## Le Monde puzzle [#820]

**T**he current puzzle is… puzzling:

Given the set {1,…,N} with N<61, one iterates the following procedure: take (x,y) within the set and replace the pair with the smallest divider of x+y (bar 1). What are the values of N such that the final value in the set is 61?

**I** find it puzzling because the way the pairs are selected impacts the final value. Or not, depending upon *N*. Using the following code (with *factors()* from the *pracma* package):

library(pracma) endof=function(N){ coll=1:N for (t in 1:(N-1)){ pair=sample(1:length(coll),2) dive=min(factors(sum(coll[pair]))) coll=coll[-pair] coll=c(coll,dive) } print(dive) }

I got:

> for (t in 1:10) endof(10) [1] 5 [1] 3 [1] 3 [1] 5 [1] 7 [1] 5 [1] 5 [1] 7 [1] 3 [1] 3> for (t in 1:10) endof(16) [1] 2 [1] 2 [1] 2 [1] 2 [1] 2 [1] 2 [1] 2 [1] 2 [1] 2 [1] 2

**F**or *N* of the form *4k* or *4k-1*, the final number is always 2 while for *N*‘s of the form *4k-2* and *4k-3*, the final number varies, sometimes producing 61′s. Although I could not find solutions for *N* less than 17… Looking more closely into the sequence leading to 61, I could not see a pattern, apart from producing prime numbers as, in, e.g.

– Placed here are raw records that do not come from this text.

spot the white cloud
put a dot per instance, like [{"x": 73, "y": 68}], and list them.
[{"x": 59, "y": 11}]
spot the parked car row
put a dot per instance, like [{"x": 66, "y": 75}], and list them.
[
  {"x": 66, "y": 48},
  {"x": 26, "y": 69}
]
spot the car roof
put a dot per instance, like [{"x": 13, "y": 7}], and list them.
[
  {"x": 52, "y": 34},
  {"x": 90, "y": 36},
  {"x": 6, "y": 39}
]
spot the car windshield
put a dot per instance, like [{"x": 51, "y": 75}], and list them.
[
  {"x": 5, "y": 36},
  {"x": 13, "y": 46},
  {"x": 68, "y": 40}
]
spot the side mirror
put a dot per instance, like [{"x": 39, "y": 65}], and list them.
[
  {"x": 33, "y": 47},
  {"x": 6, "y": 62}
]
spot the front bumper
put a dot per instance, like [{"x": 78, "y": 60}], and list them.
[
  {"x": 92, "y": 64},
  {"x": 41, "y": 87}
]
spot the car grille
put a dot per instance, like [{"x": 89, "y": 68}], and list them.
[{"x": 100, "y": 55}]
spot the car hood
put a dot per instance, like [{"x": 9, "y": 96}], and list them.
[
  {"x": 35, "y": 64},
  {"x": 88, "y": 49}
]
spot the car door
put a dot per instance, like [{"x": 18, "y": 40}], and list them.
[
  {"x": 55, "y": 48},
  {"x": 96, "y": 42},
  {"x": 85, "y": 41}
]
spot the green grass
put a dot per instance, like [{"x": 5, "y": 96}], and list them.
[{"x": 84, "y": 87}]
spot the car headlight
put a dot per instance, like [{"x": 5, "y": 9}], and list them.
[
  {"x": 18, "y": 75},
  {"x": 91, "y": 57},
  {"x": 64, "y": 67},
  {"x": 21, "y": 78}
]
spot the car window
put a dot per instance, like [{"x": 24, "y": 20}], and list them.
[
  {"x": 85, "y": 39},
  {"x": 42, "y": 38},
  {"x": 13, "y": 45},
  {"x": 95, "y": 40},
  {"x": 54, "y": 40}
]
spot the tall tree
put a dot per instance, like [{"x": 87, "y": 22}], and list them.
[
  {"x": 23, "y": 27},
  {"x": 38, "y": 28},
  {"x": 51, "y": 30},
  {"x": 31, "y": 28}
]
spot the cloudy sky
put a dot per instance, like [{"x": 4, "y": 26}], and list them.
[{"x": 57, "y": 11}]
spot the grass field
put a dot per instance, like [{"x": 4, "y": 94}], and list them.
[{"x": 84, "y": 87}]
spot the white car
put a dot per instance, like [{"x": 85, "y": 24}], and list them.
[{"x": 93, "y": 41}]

61 = 2 + [12 + (4 + {14 + [13 + 16]})]

for *N*=17. (Another puzzle is that 61 plays no particular role: a long run of random calls to endof() return all prime numbers up to 79…)

**Udate:** Looking at the solution in today’s edition, there exist a solution for *N=13* and a solution for *N=14*. Even though my R code fails to spot it. Of course, an exhaustive search would be feasible in these two cases. (I had also eliminated values below as not summing up to 61.) The argument for eliminating 4k and 4k-1 is that there must be an odd number of odd numbers in the collection, otherwise, the final number is always 2.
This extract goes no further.